Parents report that they:
- Are concerned by how easy it is to publish suggestive and adult-oriented media into online content aimed at young children.
- Do not have the reasonable technical means and know-how to manage what content their kids can and cannot access, and policing their children 24/7 across the range of devices is impossible and unfeasible in this digital age.
"Adult anxieties about Squid Game’s bad influence on children is compounded by children’s heightened interaction with the web more generally."
This camp believes that the world is allowing the financial interest of the few to push more robust mature-rated content to children. They do this in their video games, movies, television series using a shock-and-awe approach that creates controversy and makes people want to learn more about this for fear of being left out (FOMO).
Several individuals commented on the need to take a more pragmatic approach:
- Allowing people access to content that they enjoy watching.
- Citing choice as a value proposition.
- Positioning censorship as an act of control.
- Realising young people have a near-infinite set of options on how to communicate and share experiences.
- Promoting self-regulation over government decisions on what they or their 'tribes' can consume.
People in this camp recognise that Squid Game was not the first of this kind of entertainment.
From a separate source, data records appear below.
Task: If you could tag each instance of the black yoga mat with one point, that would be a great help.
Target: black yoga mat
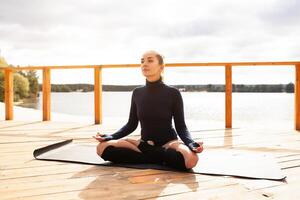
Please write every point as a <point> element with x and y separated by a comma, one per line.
<point>214,162</point>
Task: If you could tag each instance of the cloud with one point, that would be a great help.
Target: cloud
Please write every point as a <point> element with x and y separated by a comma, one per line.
<point>61,32</point>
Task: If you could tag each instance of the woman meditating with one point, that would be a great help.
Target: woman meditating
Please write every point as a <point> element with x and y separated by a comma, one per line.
<point>154,106</point>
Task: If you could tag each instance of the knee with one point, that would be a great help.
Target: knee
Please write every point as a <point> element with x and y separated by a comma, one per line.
<point>191,161</point>
<point>101,146</point>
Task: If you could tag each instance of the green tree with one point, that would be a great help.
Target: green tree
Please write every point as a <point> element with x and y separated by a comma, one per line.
<point>33,83</point>
<point>21,87</point>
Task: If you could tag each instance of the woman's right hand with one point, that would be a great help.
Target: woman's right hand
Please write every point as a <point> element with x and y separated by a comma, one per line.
<point>99,137</point>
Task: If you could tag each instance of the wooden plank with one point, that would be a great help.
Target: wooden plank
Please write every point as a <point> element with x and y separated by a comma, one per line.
<point>228,98</point>
<point>46,95</point>
<point>297,97</point>
<point>98,95</point>
<point>194,64</point>
<point>9,94</point>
They remind us that our humanity has already lived similar scaremongering in front of the graphical nature of
- Horror movies like Chuky or Jason Voorhees.
- Explicit icons such as Kim Kardashian or Nicky Minaj.
- Fantasy dramas like Game of Thrones or The Witcher.
- Mass killing games such as Grand Theft Auto or Fortnite battle royale.
They are swift to remind adults that even if parents do a great job at sealing their own home from this content, their children can still access such content at their friend's house or use alternative internet access points to access much more graphical stuff.
They promote a more open approach to parents recommending watching these shows with their children, allowing for a more relaxed and level conversation on why they should not perform some acts, discuss morality and learn about consequences.
As an individual, I tend to be quite a libertarian, trying to balance access to content with open communication and common sense.
I believe both camps presented reasonable discussion points.
While not everyone who watches such shows will become violent, we need to also listen to experts who have experience dealing with individuals suffering from long-term addiction, anxiety, and depression.
Expecting parents to be these omnichannel ever-monitoring content filters is unrealistic. They need better mechanisms that are consistent across operating systems and content providers. At the same time, they need to become better at discussing topics of interest with their children face to face, no matter how uncomfortable it makes them.
We need to embrace the reality that the consumption of digital content will be constant and everywhere. It will only worsen as devices get smaller and new, more powerful wearables, mobiles, watches, glasses, VR headsets, etc., are used.
I believe that parents that deal with information with a heavy hand of censorship do not stand a chance. They are better off teaching ways of thinking and using technology to open up the tap of information at an accelerated rate but not so fast that you overwhelm and do not give time to children to adapt and ask questions.
Thank you for joining me in this assessment of navigating the brave new world of digital word of mouth.